Royal Australian Navy welcomes new fleet commander

Rear Admiral Jonathan Mead relieved Rear Admiral Stuart Mayer at the helm of the Royal Australian Navy in a ceremony aboard fleet flagship HMAS Canberra on January 19.

More than a thousand officers and sailors from Eastern-based ships and shore establishments lined the decks and wharf precinct at Garden Island, Sydney, many dressed in PT rig.

Joined by wife Sue, daughter Rebecca and sons Jacob and Josh, Rear Admiral Mayer said it had been an ‘immeasurable privilege’ to lead the Australian Fleet.

“Fleet command has been the single greatest honour I have experienced in my career in the Navy,” he said.

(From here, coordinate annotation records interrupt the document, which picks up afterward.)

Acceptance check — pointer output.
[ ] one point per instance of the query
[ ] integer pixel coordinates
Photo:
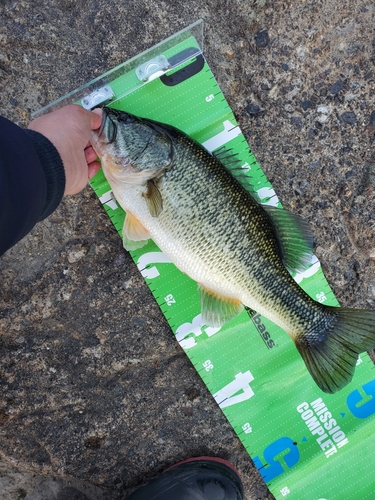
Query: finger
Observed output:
(93, 168)
(96, 118)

“Every day that I have been part of our command I have taken pride in being part of a team of 10,000 men and women who are committed to fixing problems, to making our fleet stronger, and building a fleet capable of winning the fight at sea.”

Rear Admiral Mayer presided over the longest tenure as Commander Australian Fleet in the history of the RAN.

Chief of Staff, Fleet Command, Commodore Luke Charles-Jones described Admiral Mayer as visionary.

“Rarely have any of us encountered someone who so readily displays his conviction, passion, energy and pride,” he said.

“His remarkable leadership to instil pride, teamwork and esprit de corps through the reinvigoration of sport, physical training, adventure training and other health and wellbeing programs has inspired us all.”

Joining the RAN with Rear Admiral Mayer in 1984, incoming Commander, Australian Fleet Rear Admiral Jonathan Mead said three things were certain those 33 years earlier.

“Death, taxes, and that one day, Stu Mayer would be Fleet Commander,” he said.

“Because all throughout my career, and amongst our peers from the ’84 class, we’ve looked on with envy in the way with which he has distinguished himself.

“He has been an outstanding servant of the navy and the nation.”

In his final words as Fleet Commander, Rear Admiral Mayer encouraged sailors to honour their heritage.

“Our Navy story isn’t about any one of us, our Navy story goes for 100 years and more, we’re just part of that.

“Our job is to make sure we live up to the honour of that heritage and we leave our heritage in a better place than when we picked it up.

“I ask you to continue to do that, because you have knocked it out of the park in the last couple of years.

“It has been an honour to be the fleet commander. I will never forget it. Thank you very much.”